A resonant photoelastic modulator (PEM) is an instrument that is used for modulating the polarization of a beam of light. A PEM employs the photoelastic effect as a principle of operation. The term “photoelastic effect” means that an optical element that is mechanically strained (deformed) exhibits birefringence that is proportional to the amount of strain induced into the element. Birefringence means that the refractive index of the element is different for different components of polarized light.
A PEM includes an optical element, such as fused silica, that has attached to it a piezoelectric transducer for vibrating the optical element at a fixed frequency, within, for example, the low-frequency, ultrasound range of about 20 kHz to 100 kHz. The mass of the element is compressed and extended as a result of the vibration.
The compression and extension of the optical element imparts oscillating birefringence characteristics to the optical element. The frequency of this oscillating birefringence is the resonant frequency of the optical element and is dependent on the size of the optical element, and on the velocity of the transducer-generated longitudinal vibration or acoustic wave through the optical element.
Retardation or retardance represents the integrated effect of birefringence acting along the path of electromagnetic radiation (a light beam) traversing the vibrating optical element. If the incident light beam is linearly polarized, two orthogonal components of the polarized light will exit the optical element with a phase difference, called the retardance. For a PEM, the retardation is a sinusoidal function of time. The amplitude of this phase difference is usually characterized as the retardance amplitude or retardation amplitude of the PEM.
In conventional PEMs, the value of the retardation amplitude is selectable by the user. Because resonant PEMs are typically driven at their resonant frequency, stress oscillations, which are induced by the transducer, can exhibit relatively large amplitudes. However, driving PEMs at their resonant frequency prevents the user from controlling the oscillation frequency.
Both the size and acoustic wave velocity of a PEM depend on the optical element's temperature. Consequently, the resonant frequency of a PEM will also depend on the device's temperature. In general, this temperature depends on two factors: (1) the ambient temperature, and (2) the amplitude of the stress oscillations in the optical element. At high stress amplitudes, the amount of acoustic (mechanical) energy absorbed in the optical element can become significant. As the absorbed acoustic energy is converted to heat within the mass of the element, significant temperature increases and corresponding shifts in the PEM's resonant frequency can occur.
PEMs having high retardance amplitudes are required, for example, in Fourier Transform spectral analysis (see, for instance, U.S. Pat. Nos. 4,905,169 and 5,208,651). In such applications, spectral resolution is proportional to the PEM's retardation amplitude, and useful spectral resolutions are achieved at high amplitudes, which cannot be reached by a conventional (single) PEM.
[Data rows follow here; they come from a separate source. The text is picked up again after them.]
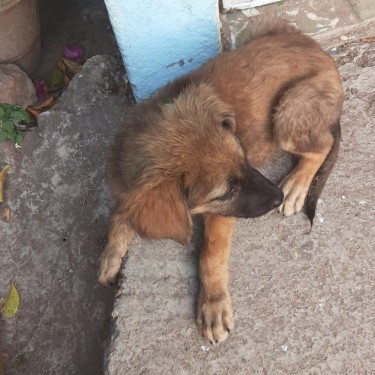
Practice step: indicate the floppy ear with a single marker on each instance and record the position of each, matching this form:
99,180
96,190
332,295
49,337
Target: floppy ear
161,211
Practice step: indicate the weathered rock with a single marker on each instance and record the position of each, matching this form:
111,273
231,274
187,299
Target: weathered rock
15,86
59,214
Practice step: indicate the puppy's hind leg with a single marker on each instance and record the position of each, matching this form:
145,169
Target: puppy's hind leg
119,239
305,124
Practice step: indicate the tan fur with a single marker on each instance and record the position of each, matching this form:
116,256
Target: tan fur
188,150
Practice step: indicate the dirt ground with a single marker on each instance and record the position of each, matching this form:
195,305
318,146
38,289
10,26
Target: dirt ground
64,317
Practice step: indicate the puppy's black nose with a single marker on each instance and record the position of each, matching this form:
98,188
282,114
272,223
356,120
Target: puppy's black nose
278,197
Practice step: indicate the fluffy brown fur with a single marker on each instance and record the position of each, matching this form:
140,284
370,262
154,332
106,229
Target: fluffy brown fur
191,150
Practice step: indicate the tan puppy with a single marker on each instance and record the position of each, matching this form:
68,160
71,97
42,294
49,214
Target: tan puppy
191,150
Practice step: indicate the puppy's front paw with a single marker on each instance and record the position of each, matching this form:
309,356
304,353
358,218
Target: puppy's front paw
109,266
295,187
215,317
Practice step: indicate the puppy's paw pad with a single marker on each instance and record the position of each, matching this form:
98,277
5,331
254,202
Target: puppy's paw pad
215,318
295,188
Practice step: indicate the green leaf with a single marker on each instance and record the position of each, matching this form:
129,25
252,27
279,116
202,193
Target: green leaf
8,126
19,139
20,115
11,302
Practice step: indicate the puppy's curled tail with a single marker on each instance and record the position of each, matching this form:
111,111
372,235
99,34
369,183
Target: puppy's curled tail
321,176
260,26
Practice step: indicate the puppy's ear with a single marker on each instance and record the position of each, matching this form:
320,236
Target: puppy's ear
161,211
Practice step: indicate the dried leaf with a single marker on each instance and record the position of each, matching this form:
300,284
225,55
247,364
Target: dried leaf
11,302
57,79
7,215
3,176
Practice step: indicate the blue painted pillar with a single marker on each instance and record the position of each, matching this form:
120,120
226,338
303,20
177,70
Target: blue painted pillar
162,39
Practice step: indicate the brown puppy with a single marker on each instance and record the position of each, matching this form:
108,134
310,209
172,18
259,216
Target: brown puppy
188,151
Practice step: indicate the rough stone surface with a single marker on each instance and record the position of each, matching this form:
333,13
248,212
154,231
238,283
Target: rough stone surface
303,301
59,215
15,86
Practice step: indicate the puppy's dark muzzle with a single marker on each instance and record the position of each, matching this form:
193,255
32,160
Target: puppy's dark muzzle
258,195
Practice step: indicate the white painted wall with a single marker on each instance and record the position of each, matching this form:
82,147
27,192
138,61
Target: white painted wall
162,39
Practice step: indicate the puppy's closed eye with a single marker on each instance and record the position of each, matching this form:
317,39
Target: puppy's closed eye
229,194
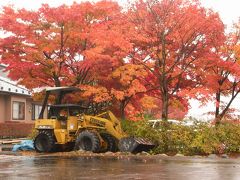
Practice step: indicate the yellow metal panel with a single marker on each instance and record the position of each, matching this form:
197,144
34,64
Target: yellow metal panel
61,135
72,124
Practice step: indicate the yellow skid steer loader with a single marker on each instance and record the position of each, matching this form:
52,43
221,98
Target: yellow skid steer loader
68,126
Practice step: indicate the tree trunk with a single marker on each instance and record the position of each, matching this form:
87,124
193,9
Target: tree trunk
218,98
165,106
122,108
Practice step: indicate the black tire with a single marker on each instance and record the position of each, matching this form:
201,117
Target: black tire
88,141
111,142
44,141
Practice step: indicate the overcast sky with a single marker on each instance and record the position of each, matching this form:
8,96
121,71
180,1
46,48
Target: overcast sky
228,10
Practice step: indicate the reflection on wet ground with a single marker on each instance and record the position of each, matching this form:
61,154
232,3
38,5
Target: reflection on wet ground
20,167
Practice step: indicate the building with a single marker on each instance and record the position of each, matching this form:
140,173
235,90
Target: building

The most direct way of achieving these high-retardation amplitudes is to stack together several PEMs. In such an arrangement it is important that the sum or total of the retardation amplitudes of all of the PEMs matches the sum of the maximum retardation amplitudes of each of the PEMs in the stack.
Even if all the PEMs in a stack are driven at the same frequency, the total retardation amplitude of the stack may be less than the sum of the maximum retardation amplitudes of each of the PEMs in the stack. This is because even a relatively small spread in the resonant frequencies of the individual PEMs, which is fully consistent with manufacturing specifications, results in most of the PEMs not being driven exactly at resonance. As a result, the phases of the oscillations of the individual PEMs are not the same, even though the PEMs are driven at the same frequency, and, therefore, the total retardation amplitude is less than the sum of the individual amplitudes.
Furthermore, uneven heating of the individual PEMs when driven at high amplitudes may result in the individual resonant frequencies drifting by unequal amounts. Consequently, the phases of the individual PEM oscillations may further diverge as the driving amplitude is increased or as the system warms up. This may lead to a further decrease in the efficiency of the PEM stack.
The problem of drifting operating frequencies is not limited to stacked PEM arrangements. In a conventional single PEM system, even though the retardation amplitude can be adjusted at will (within the limits set by the maximum driving voltage provided by the electronic circuits), the system's operating frequency is determined by the PEM's resonant frequency and, as explained above, thus depends on both ambient temperature and the amplitude at which the PEM is driven. This results in an operating frequency that drifts with ambient temperature, as well as during warm-up and after changes in the set retardation amplitude. Such a situation may be undesirable in certain applications where the PEM's operating frequency, as well as its amplitude, must be kept constant.